I’m sure I wrote three-sentence stories in elementary school—perhaps paired with a stick-figure illustration I drew myself and proudly gave to my mother—but I don’t remember them. My first memories of writing, not for school but for myself, are at family functions. Specifically Thanksgiving. While the adults talked downstairs, drinking cold cans of beer as they watched a game, my cousins and I congregated in the bedrooms upstairs. I’d write songs. Songs that, I hoped, would convey what it meant that our family was together. That we were celebrating the holidays. My lyrics were contrived, with lines like “Today’s about thanks and giving.” Proof that poetry doesn’t come naturally to a ten-year-old. At least not this ten-year-old. My cousin had a keyboard, and at the time, I had been taking piano lessons. I’d play along to the lyrics, my cousin Joey, the same age as myself, helping me write as we went. My cousin Kathryn would try to pitch in, her voice always off-key, and we’d shoo her away. At the end of the night, when the adults were sufficiently liquored up, we’d sometimes play for them. I imagine they smiled and nodded. I was no John Lennon, but their kids had made something out of nothing. It was the kind of thing that, years later, we’d laugh about. For years, I wrote lyrics. I quit playing the piano and picked up an acoustic guitar. My father paid for the lessons. My teacher had a thing for The Beatles, so that’s what we’d play. Come Together. Helter Skelter. Once a week, my mother would drive me through the hills of Fullerton to a voice coach. She’d sit on the couch in the woman’s living room as I stood at the grand piano belting out whatever song we were working on that week. I could sing in front of them. I could sing in front of family and friends. In the shower. In the car. But I couldn’t sing in front of strangers. My voice would catch, my throat would close, and any sound that escaped came out thin and bumpy. Around the age of fifteen, I accepted that music was a hobby. It was my first love, but it was never going to take me anywhere. And what I had always loved, anyway, were the words. The beauty of them. The way they said all the things I couldn’t. That’s when I started thinking of all those lyrics I had written as poetry.

–Melanie Figueroa

Missy_Lacock_Bio_PhotoI wrote young, and I wrote a lot. In fact, I can’t pinpoint my first writing folly: I’ve given my stories away for holidays with the worst illustrations imaginable for as long as I can remember. However, I do know my first grade assignment was reprinted and “published” on the school bulletin board when my nickname was still Missy Kissy. The plot (ha!) involved a little girl lost in a blizzard, and never mind where her parents were. I still remember catching an error my teacher made retyping it: She had changed “of” to “for,” and yes, I was as inconsolable as I would be now. The next year, I penned a story about discovering my sister was an alien (sorry, Christina) and won the school’s PTA fine arts contest. The story went to state, bad hand writing and all. But my earliest, most ambitious work I remember was titled—get ready—“A Sad Story with a (wait for it) Happy Ending” about an abusive stepfather. And no, I did not have an abusive stepfather.
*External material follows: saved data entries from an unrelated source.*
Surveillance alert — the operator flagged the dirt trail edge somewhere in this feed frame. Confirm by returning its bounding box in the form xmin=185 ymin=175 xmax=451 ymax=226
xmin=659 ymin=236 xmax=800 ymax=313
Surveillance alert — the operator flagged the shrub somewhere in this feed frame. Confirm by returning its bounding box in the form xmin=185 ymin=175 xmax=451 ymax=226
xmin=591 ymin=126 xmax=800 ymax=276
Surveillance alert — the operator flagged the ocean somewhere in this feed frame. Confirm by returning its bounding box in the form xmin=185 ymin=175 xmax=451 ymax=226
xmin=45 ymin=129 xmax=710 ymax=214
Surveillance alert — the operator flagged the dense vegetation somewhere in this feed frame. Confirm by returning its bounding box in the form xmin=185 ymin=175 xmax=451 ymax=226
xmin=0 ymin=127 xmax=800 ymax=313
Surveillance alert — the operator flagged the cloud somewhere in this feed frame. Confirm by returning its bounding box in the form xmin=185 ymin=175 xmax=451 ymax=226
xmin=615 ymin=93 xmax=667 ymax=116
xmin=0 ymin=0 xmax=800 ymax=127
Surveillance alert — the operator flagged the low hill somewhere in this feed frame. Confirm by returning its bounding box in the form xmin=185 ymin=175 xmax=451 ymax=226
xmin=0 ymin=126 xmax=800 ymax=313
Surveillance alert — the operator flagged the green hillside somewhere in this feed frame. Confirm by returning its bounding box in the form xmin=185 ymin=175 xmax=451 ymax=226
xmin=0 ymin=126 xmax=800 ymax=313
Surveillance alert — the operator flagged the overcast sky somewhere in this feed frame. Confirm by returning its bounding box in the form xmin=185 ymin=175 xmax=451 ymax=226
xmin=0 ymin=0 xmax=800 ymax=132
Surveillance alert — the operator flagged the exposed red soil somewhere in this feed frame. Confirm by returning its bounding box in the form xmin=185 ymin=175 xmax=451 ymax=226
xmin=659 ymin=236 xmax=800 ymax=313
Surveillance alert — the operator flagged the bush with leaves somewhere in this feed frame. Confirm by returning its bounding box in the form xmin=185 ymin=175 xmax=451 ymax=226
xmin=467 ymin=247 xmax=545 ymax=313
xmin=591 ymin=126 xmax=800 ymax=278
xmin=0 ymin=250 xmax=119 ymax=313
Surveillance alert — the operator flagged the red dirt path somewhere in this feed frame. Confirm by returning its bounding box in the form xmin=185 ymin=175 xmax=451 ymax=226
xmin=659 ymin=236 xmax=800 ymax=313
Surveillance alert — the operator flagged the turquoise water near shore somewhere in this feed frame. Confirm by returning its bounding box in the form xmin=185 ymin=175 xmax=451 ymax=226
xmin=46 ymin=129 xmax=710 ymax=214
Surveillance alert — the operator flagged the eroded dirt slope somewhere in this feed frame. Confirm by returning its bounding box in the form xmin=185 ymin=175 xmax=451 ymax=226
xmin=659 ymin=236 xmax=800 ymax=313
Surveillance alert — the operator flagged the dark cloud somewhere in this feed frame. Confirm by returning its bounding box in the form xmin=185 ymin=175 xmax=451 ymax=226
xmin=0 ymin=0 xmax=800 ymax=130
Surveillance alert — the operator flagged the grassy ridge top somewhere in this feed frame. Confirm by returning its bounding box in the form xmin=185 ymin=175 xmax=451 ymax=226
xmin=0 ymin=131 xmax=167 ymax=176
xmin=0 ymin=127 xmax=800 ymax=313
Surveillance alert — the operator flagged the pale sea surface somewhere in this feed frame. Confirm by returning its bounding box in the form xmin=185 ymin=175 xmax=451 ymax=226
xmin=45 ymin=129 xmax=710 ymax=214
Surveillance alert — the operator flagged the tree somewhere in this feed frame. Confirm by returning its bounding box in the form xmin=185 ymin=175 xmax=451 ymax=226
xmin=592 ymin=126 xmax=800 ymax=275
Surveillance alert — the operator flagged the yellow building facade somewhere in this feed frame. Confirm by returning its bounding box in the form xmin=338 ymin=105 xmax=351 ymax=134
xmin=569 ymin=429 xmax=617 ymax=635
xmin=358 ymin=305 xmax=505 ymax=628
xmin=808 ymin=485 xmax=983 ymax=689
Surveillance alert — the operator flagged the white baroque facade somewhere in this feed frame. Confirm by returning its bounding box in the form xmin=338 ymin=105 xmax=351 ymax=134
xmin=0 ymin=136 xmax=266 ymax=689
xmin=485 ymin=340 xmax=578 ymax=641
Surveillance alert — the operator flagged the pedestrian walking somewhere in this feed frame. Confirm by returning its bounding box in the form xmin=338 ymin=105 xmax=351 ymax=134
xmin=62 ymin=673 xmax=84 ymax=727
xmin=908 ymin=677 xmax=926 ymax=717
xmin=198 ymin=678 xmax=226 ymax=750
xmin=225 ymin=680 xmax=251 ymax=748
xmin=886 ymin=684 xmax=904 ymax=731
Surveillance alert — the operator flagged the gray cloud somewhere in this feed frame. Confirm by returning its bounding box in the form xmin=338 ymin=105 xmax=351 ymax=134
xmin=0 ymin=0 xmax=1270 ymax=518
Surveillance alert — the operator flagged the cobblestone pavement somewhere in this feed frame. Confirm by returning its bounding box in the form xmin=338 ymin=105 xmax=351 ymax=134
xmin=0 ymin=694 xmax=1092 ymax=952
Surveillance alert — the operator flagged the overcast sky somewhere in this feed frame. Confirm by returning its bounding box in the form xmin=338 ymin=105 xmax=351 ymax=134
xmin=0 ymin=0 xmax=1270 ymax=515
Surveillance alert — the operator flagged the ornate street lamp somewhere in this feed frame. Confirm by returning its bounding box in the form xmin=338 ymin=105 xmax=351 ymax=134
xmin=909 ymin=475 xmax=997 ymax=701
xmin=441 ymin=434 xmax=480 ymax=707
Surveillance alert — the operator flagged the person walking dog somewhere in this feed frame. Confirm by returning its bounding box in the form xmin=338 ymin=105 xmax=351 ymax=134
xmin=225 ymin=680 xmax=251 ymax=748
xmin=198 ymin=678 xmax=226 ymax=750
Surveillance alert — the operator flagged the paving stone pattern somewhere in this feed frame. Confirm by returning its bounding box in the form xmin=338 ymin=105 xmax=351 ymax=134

I did, however, have enough comma splices and an AP/Chicago/Missy hybrid style to confuse any native English speaker. I was only eight, but it was a good fifteen pages single-spaced, and my mom had it bound with a purple cover, which I promptly ruined with a black marker and some water. Fifth grade, however, was truly the year I became a little writer (probably because I figured out how to use a computer): I wrote a regular “newspaper” for my household and a dozen thirty-page mystery stories (hey, I was reading Trixie Belden at the time). I had to use the industrial stapler to clamp the stacks together, and the stories were even eligible for the Pizza Hut reading program for students at my school. And with that, my eleven-year old self officially puts my current, graduate school self to shame. And now I want pizza.